I see the 90 day offers but no TV Guide.


----------



## Meemo (Oct 27, 2008)

Seamonkey said:


> I see the 90 day offers but no TV Guide.


Sorry, I should've included the link since it's not included with the "special for Fire" 90-day trial offers. (Which I think is why I can also put it on my iPad, although it says my Kindle app needs to be updated, and I already updated it for magazines...)


And it's only 99 cents a month for the subscription, so if I like it I might just keep the subscription - depending on how much I really use it for the 90 days.


----------



## Steph H (Oct 28, 2008)

But if you look at the TV Guide page, it says to the right where you'd click to subscribe that it's got its own 90-day free trial, I noticed that when I was browsing earlier. I haven't actually tried yet, I contacted regular TV Guide CS to see if I can transfer my current subscription to digital since it doesn't expire until September.
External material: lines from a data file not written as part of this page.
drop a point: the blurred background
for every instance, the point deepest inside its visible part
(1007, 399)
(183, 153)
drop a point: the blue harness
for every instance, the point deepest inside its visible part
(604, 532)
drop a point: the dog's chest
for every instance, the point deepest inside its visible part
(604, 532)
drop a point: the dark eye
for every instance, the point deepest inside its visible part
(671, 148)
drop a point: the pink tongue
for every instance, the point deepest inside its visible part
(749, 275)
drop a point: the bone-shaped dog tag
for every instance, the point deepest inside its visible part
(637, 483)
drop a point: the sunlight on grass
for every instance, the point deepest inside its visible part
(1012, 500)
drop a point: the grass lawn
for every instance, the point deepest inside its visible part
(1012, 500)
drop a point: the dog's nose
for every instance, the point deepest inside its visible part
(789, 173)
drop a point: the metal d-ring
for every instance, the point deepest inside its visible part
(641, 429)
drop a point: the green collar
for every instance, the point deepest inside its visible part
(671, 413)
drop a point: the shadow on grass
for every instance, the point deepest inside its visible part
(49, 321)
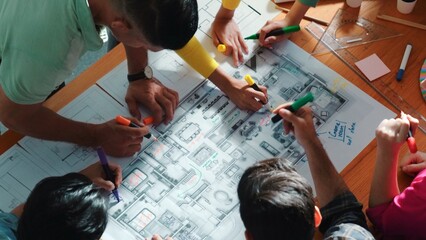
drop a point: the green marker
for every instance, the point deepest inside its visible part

(You kind of mention it has the 90-day, Meemo, but just to make it clear...even though it's not in the batch of 'way cool special deal' mags, it does in fact have it's own 90-day deal.   )


----------



## Ann in Arlington (Oct 27, 2008)

Interesting:  I just checked the TV Guide as linked in the previous post; the default to send it to was my Fire. . . .which is interesting as the default is usually one of my eInk Kindles.  It definitely stated '90 day trial' above the 'buy' button.  So I'm guessing this is a Fire optimized edition. . . .we'll see!


----------



## Kindle-lite (Apr 9, 2009)

I got the Vanity Fair subscription which said $1.99 per month after the 90 day free trial, but the renewal in Feb. says it will be a bill for $19.99.  So, I take it they bill you for the entire year (or in the case 10 months)?  I was thinking it would be monthly but for the year makes more sense, I guess.

Anyone else get different billing info?  Thank you.


----------



## Ann in Arlington (Oct 27, 2008)

Kindle-lite said:


> I got the Vanity Fair subscription which said $1.99 per month after the 90 day free trial, but the renewal in Feb. says it will be a bill for $19.99. So, I take it they bill you for the entire year (or in the case 10 months)? I was thinking it would be monthly but for the year makes more sense, I guess.
> 
> Anyone else get different billing info? Thank you.


Hmmm. I'd ask Kindle CS about that. The subscriptions I have are billed monthly. . . .but so far they're only the kind with the 14 day trial. Where did you see the different pricing?


----------



## Kindle-lite (Apr 9, 2009)

when I checked out my subscriptions on the app store on the Fire...maybe I should canceled the auto renewal?


----------



## Ann in Arlington (Oct 27, 2008)

Hmmm.  I don't have any magazines as apps.

I can see my subscriptions through MYK on Amazon via my computer -- subscriptions settings.

and they're shown as well under Kindle Payment settings. . .all shown to bill monthly. . .hmmm. . . btw, I see one there I need to cancel.


----------



## Meemo (Oct 27, 2008)

Kindle-lite said:


> when I checked out my subscriptions on the app store on the Fire...maybe I should canceled the auto renewal?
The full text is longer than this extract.